A Simple Intro to Metatables and Classes

Metatables

Though I use metatables for a number of reasons, my general opinion on metatables is to not use them just to use them.

The use and construction of metatables can be highly complex. The simplest metatable key to understand is the __index key.

The __index key basically is used to lookup values that are not found in the base table. In a sense, using OOP terminology, it “extends” a table. When using setmetatable a new (unique) table is returned with the added lookup, so this does position itself to being useful when working with Class instances.

A very, very simple example:

local t1 = {
  color = "Blue"
}

local t2 = {
  name = "Jimmy",
  age = 20
}

local t3 = {
  name = "Jenny",
  age = 32
}

local tbl1 = setmetatable(t2, { __index = t1 })
local tbl2 = setmetatable(t3, { __index = t1 })

print(tbl1.color) -- Blue
print(tbl1.age) -- 20

print(tbl2.color) -- Blue
print(tbl2.age) -- 32

When printing the color property, which does not exist in either t2 or t3, Lua will use the __index key to see if that property exists. Since it does, the value is returned.

Whats interesting about this, is that you can actually change the color property and it will only affect the table it is changed on:

tbl1.color = "Green"

print(tbl1.color) -- Green
print(tbl1.age) -- 20

print(tbl2.color) -- Blue
print(tbl2.age) -- 32

This of course lends itself to some interesting use cases, especially when functions are involved. This is where metatables tend to come into the OOP conversation.

Classes

Something I think that is important to point out is that metatables are not intrinsic to OOP. A Lua table with properties and functions is a form of a Class (though a static one in OOP terms).

A Class is generally used to create “instances” of the Class. These instances are usually self-referential, hence the heavy use of the “self” keyword.

For example, the following two examples produce the same results:

With metatable:

--#############################################################################
--# User Class (metatable)
--#############################################################################
local _M = {}
local mt = { __index = _M }

--#############################################################################
--# Instance Methods
--#############################################################################
function _M.setName(self, name)
  self.name = name
end

function _M.getName(self)
  return self.name
end

--#############################################################################
--# Instance Creation
--#############################################################################
local User = {}

function User.new()
  return setmetatable({}, mt)
end

return User

Without metatable:

--#############################################################################
--# User Class
--#############################################################################
local _M = {}

function _M.new()
  --#############################################################################
  --# Instance Creation
  --#############################################################################
  local User = {}
  
  function User.setName(self, name)
    self.name = name
  end

  function User.getName(self)
    return self.name
  end

  return User
end

return _M

The nice thing about Classes is that we can reuse code, yet keep separate state within the instances (also referred to as objects).

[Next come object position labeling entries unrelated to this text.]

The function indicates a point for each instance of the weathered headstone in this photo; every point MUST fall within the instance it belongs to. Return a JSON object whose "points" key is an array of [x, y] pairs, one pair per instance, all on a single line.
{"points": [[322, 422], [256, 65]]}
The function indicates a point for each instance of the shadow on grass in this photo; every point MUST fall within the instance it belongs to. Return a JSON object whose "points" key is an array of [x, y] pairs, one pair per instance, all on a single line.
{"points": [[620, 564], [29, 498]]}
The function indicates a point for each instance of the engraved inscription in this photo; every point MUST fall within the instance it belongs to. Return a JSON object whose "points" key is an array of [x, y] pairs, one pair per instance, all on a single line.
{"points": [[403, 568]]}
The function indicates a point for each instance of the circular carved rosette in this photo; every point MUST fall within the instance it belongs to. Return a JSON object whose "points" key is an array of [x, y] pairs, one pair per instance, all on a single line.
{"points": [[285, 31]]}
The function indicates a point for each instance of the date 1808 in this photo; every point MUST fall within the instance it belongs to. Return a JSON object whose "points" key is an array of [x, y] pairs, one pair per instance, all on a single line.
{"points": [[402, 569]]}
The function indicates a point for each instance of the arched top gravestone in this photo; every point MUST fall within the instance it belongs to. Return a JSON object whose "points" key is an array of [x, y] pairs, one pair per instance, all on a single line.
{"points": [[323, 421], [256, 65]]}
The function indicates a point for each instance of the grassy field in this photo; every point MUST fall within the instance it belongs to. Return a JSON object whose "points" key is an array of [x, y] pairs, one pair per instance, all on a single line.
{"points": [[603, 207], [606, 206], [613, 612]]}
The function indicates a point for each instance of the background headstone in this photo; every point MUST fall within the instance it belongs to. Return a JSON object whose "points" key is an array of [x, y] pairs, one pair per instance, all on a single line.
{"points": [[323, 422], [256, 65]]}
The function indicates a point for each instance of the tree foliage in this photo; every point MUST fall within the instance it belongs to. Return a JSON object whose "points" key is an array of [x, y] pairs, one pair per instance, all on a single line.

With Lua we get the convenience of specifying the “self” using the colon syntax ( : ) so the usage tends to look like:

local User = require("User")

local user1 = User.new()
local user2 = User.new()

user1:setName("Sally")
user2:setName("John")

print(user1:getName()) --Sally
print(user2:getName()) --John

Metatables and Classes

As demonstrated above, metatables are not required to emulate OOP like practices. So why would you use them?

One use case for using metatables is that they can provide a nice interface when creating your instances, allowing you to add additional properties in a simple manner.

-- User.lua
local User = {}

function User.new(props)
  return setmetatable({}, { __index = props })
end

return User

Usage:

local User = require("User")

local user1 = User.new({name="Bob"})
local user2 = User.new({name="Carol"})

print(user1.name) -- Bob
print(user2.name) -- Carol

The alternative (without metatables) might look like:

local _M = {}

function _M.new(props)
  local User = {
    name = props.name
  }

  return User
end

return _M

Which may not seem like too much of a big deal until you think about this:

local User = require("User")
local user1 = User.new({name="Bob", age=20, color="Blue"})

Using the metatables version, no code needs to be changed to handle the additional properties:

print(user1.name, user1.age, user1.color) -- Bob, 20, Blue

Whereas the alternative would require an update to the code:

...

function _M.new(props)
  local User = {
    name = props.name,
    age = props.age,
    color = props.color
  }

  return User
end

...

Using the metatables example of creating Class instances (show earlier) along with passing properties can allow for simple and very dynamic Class structures.

The great thing about Lua is that there are often multiple approaches to the same problem. And while metatables are very useful, that doesn’t mean they need to be used for the sake of using them.

Knowing what tools to use, and when, is what good programming is all about.